Depuis plusieurs semaines les incidents se multiplient. D'abord le 10 octobre, contrairement à ce qu'annoncait son calendrier et contrairement à une vieille tradition de la Chancellerie, Rachida Dati ne s'est pas rendu à Clermont-Ferrand au colloque de l'USM, syndicat majoritaire que l'on ne peut accuser d'être un repère de gauchistes. "On se sent seuls". "Elle n'est pas derrière nous" scandaient les magistrats. Bruno Thouzellier, le Président sortant, déclarait de son coté: " L'absence de Mme Dati est perçue comme un geste de mépris ou une fuite". En 2007, au palais de justice de Paris, la Ministre de la Justice nommée depuis 6 mois avait reçu un accueil glacial au précédent congrès. Plusieurs magistrats ce jour là avaient porté des cravates ou des foulards à pois, allusion à peine masquée à une remarquequelques jours plus tôt de Nicolas Sarkozy dans laquelle il comparait les magistrats à des petis pois, issus du "même moule".
Le 17 octobre, les deux syndicats, l'USM et le SM, ont pris un stylo commun pour sensibiliser leurs pairs du Conseil Supérieur de la Magistrature sur l'ambiance qui règnent désormais entre la Garde et ses magistrats. Dans le courrier, ils énumèrent les griefs qu'ils font à Rachida Dati. Selon eux, les atteintes au statut du parquet se multiplient. "C'est l'indépendance de l'autorité judicaire qui nous semble fragilisée par les pressions hiérarchiques constantes que fait peser le gouvernement". Ils poursuivent en ajoutant " la Garde des Sceaux désigne des prétendus responsables pour servir au mieux sa communication personnelle". Ils font allusion aux convocations de plusieurs parquetiers à la chancellerie pour rendre des comptes sur des résultats ou sur des décisions jugées sujettes à caution au ministère.
Résultat, les deux syndicats ont appelé à une journée d'action le 23 octobre. La seconde en un an.
Le même jour, à Lille, lors de leur convention nationale, les avocats ont chahuté la ministre de la justice lorsqu'elle a défendu sa loi sur la rétention de sureté.

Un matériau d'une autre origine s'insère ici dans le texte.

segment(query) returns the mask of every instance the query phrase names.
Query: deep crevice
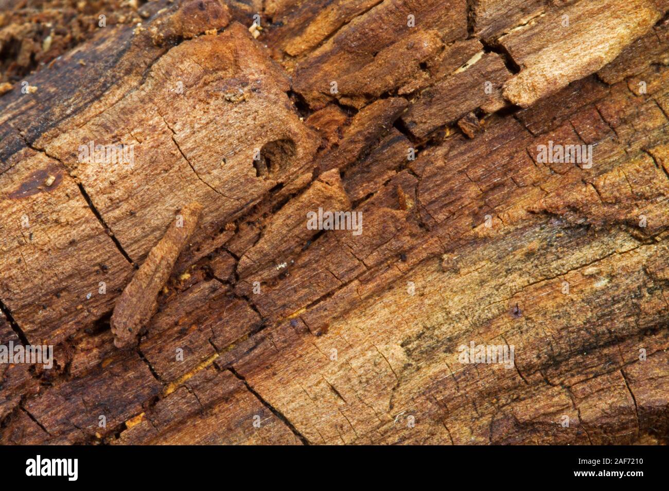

Hier, ce sont trois syndicats de surveillants de prison qui sont entrés dans ce bras de fer. Ils appellent à un blocage des prisons à partir du 13 novembre. Eux aussi, ils se sentent "méprisés" par Rachida Dati. " La pénitentiaire est à l'agonie et la ministre ne le voit pas. Si on continue, il va y avoir le feu". Réunis hier matin à la Chancellerie, les syndicats ont déploré l'absence de la ministre. Cette dernière était partie pour Metz pour tenter de renouer le dialogue avec les magistrats de Metz après les événements d'il y a quinze jours. Un détenu de la prison de Metz-Queleu s'était suicidé ce qui avait amené la Chancellerie à diligenter une inspection à la cour d'appel de Metz. Rendez-vous manqué hier. Les magistrats de la cité judiciaire ont boycotté la rencontre. Seuls les chefs de juridiction ont répondu présents.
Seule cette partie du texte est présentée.